Roman Unuchek, a Kaspersky Lab Expert, wrote that while Obad.a uses the usual Android infection routes of SMS, aka texting, spam; fake Google Play stores; and cracked or otherwise untrustworthy Android software downloads sites — its latest trick make it more infectious than the usual Android Trojan.
What happens is that Obad.a is distributed along with another mobile Trojan, SMS.AndroidOS.Opfake.a. This uses the usual routes to infect an Android usually while pretending to be another desirable program. Once in place, Opfake.a uses Google Cloud Messaging (GCM) to send the user a text message with the following text:
MMS message has been delivered, download from www.otkroi.com.
If the user clicks on the link, a file named mms.apk, containing Opfake.a, is automatically loaded onto the smartphone or tablet. Then again, the user has to be a bit of an idiot and users run the downloaded program. If that happens, the botnet's command and control server can instruct the Trojan to send out the following message to all the contacts in the victim’s address book:
You have a new MMS message, download at - http://otkroi.net/12
If the people who get this message follow the link , they'll automatically loads Obad.a under the names of mms.apk or mmska.apk. And, if they foolishly run these programs, they'll get a case of Obad.a.
All of this requires mindless clicking by users to work, but guess what? There are a lot of idiots out there.

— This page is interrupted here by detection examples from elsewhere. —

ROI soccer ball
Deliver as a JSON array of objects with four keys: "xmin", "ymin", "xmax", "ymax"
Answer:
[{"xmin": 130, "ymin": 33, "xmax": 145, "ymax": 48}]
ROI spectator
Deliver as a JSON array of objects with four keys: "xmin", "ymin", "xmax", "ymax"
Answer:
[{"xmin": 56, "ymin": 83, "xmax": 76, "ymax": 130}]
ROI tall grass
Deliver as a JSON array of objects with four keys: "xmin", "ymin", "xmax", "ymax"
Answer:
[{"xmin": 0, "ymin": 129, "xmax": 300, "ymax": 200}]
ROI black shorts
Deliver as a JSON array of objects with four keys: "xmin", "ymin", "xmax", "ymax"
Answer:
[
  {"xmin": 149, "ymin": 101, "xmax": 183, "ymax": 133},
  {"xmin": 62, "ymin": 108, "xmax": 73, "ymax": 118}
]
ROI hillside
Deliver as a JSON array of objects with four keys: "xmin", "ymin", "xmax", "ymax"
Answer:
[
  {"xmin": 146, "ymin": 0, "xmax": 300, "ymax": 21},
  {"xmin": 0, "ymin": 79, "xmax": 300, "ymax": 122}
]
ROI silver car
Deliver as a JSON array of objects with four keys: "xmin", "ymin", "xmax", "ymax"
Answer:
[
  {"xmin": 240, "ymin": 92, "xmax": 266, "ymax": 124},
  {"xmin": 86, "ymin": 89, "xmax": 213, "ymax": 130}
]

According to Unuchek, data from a leading Russian mobile operator showed that "in the space of five hours, 600 messages were sent with one of the Trojan-SMS.AndroidOS.Opfake.a modifications. In most cases delivery was via infected devices, while previously similar distributions used SMS gateways. At the same time, only a few devices infected with Opfake.a distributed links to Obad.a, so we could conclude that the creators of the dangerous Trojan rented part of a mobile botnet to spread their brainchild."
The net result is that this botnet is capable of spreading Opfake.a and Obad.a very quickly.
Kaspersky concluded that there are "12 versions of Backdoor.AndroidOS.Obad.a. All of them had the same function set and a high level of code obfuscation. Each used an Android OS vulnerability that allows the malware to gain Device Administrator rights and made it significantly more complicated to delete."
In addition, Google has closed the security holes Obad.a used in the Android 4.3. Kaspersky also stated that "the latest version of KIS (Kaspersky Internet Security) for Android 11.1.4 can delete Obad.a from any version of Android despite the presence of vulnerabilities.